Enjeux et perspectives

Depuis plusieurs mois, la Commission européenne est très active sur le plan de la concurrence. En effet, Margrethe Vestager, actuelle commissaire à la Concurrence, multiplie depuis son entrée en fonction fin 2014 les procédures à l'encontre de multinationales ne respectant pas, selon elles, les règles européennes.

Le cas le plus récent concerne le géant du numérique américain Google. L'entreprise aurait, d'après Bruxelles, privilégié son propre moteur de recherche commercial, Google Shopping, au détriment de ses concurrents, abusant de sa position dominante. Une amende de 2,42 milliards d'euros a été prononcée en juin 2017, ainsi qu'une obligation de mettre un terme à ces pratiques sous 90 jours. Auparavant, d'autres firmes ont également été sanctionnées pour abus de position dominante, dont Microsoft pour avoir systématiquement incorporé son propre moteur de recherche à son système Windows 7, ou encore Gazprom, pour avoir pratiqué des prix trop élevés dans 8 pays d'Europe orientale.

En outre, la Commission européenne recourt également au droit de la concurrence à l'encontre d'entreprises accusées d'évitement fiscal, et ce particulièrement depuis les scandales LuxLeaks et des Panama Papers.
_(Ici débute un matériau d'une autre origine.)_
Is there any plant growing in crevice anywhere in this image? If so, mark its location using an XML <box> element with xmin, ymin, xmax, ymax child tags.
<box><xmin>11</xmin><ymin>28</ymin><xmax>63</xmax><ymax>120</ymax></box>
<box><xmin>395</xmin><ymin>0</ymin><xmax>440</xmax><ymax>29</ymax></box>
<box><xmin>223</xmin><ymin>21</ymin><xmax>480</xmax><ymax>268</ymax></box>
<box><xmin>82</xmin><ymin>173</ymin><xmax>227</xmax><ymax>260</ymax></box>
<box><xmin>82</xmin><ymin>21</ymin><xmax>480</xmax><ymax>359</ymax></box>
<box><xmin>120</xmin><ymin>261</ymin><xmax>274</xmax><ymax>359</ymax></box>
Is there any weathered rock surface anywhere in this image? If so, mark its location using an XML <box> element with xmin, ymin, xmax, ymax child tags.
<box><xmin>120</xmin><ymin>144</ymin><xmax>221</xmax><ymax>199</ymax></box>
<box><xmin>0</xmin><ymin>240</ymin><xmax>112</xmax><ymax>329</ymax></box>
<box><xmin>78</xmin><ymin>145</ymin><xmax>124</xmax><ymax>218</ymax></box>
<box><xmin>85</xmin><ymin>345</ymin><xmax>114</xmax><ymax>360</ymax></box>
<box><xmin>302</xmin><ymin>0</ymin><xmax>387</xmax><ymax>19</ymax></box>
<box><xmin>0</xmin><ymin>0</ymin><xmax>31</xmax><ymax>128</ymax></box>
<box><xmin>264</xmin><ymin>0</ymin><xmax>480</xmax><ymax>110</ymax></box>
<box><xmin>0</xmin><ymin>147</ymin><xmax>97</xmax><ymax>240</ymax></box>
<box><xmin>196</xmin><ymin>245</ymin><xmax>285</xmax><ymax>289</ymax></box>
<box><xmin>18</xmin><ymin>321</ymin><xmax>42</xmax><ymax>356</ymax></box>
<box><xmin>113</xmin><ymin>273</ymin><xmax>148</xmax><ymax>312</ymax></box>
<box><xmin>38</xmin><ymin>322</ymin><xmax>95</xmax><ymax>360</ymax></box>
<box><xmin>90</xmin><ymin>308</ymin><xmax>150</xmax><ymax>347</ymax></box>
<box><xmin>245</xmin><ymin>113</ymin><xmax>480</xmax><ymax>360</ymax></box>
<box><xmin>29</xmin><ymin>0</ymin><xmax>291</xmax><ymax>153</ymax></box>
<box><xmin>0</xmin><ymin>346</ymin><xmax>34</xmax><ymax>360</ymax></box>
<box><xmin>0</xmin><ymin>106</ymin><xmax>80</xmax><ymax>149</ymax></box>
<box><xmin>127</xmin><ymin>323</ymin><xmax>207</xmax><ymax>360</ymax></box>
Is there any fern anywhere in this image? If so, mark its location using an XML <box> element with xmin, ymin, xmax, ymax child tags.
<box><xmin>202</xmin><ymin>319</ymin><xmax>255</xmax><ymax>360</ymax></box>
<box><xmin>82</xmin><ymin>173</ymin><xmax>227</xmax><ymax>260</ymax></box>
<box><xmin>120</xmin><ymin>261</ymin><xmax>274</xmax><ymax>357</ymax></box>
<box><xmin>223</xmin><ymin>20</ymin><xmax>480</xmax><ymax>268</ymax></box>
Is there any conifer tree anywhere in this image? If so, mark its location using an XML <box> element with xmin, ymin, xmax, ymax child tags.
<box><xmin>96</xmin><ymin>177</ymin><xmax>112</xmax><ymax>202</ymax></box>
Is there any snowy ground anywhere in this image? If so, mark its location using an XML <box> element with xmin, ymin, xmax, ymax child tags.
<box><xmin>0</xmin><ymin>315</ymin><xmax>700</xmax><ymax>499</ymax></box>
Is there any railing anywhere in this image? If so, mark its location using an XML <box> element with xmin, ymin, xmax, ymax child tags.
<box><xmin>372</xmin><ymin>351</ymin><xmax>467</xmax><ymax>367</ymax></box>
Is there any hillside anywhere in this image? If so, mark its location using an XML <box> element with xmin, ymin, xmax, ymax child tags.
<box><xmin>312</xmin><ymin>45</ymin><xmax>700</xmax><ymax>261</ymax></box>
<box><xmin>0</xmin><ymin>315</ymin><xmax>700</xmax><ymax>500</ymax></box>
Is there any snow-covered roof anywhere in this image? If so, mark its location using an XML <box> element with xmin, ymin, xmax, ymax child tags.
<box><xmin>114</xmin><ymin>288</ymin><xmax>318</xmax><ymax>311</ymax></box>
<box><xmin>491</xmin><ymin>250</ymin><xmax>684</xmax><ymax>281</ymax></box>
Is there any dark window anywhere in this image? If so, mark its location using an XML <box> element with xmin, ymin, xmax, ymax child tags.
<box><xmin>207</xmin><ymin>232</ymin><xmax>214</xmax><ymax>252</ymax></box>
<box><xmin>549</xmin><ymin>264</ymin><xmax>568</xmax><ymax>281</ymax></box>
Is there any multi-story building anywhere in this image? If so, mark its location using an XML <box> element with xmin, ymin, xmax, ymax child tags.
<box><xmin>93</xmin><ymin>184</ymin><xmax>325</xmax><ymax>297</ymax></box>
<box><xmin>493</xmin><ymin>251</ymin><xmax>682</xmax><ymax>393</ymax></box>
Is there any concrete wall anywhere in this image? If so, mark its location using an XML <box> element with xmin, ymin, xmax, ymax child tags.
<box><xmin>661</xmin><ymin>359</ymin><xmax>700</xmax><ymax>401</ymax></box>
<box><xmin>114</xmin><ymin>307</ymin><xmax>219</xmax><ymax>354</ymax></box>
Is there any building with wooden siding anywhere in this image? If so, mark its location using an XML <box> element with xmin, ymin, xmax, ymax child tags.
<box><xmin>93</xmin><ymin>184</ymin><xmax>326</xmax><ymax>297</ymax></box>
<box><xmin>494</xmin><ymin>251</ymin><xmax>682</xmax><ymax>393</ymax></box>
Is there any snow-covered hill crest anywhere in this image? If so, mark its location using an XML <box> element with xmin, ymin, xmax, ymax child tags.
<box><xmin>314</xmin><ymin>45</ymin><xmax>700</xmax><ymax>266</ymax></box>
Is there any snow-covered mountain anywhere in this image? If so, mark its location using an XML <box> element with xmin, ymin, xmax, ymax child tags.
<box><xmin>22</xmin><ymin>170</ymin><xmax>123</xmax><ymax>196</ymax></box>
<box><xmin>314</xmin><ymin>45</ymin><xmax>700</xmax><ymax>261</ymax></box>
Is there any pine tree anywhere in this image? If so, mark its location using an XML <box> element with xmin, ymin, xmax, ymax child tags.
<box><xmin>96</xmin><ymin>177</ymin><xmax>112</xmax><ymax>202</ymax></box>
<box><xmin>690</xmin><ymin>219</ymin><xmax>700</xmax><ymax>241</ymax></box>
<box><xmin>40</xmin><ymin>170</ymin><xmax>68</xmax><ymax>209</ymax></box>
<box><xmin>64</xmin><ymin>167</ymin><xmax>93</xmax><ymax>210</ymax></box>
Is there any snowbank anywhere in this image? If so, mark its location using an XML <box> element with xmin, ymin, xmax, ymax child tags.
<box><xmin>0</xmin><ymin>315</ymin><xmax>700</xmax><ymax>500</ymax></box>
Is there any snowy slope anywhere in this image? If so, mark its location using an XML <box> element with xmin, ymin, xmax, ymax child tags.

Une firme comme Apple s'est ainsi vue infliger une obligation de remboursement de 13 milliards d'euros en 2016 pour avoir bénéficié d'un traitement fiscal privilégié en Irlande. L'ensemble des bénéfices de la société était ainsi enregistré dans le pays qui lui avait accordé un rescrit fiscal l'exonérant presque totalement d'impôts (0,005% en 2014 d'après la Commission européenne). Une pratique interdite selon Bruxelles, pour qui il s'agirait d'une aide d'Etat déguisée. L'entreprise française Engie, possédée à 33% par l'Etat, est également sous le coup d'une enquête similaire de la part de la Commission, pour son accord fiscal avantageux passé avec le Luxembourg.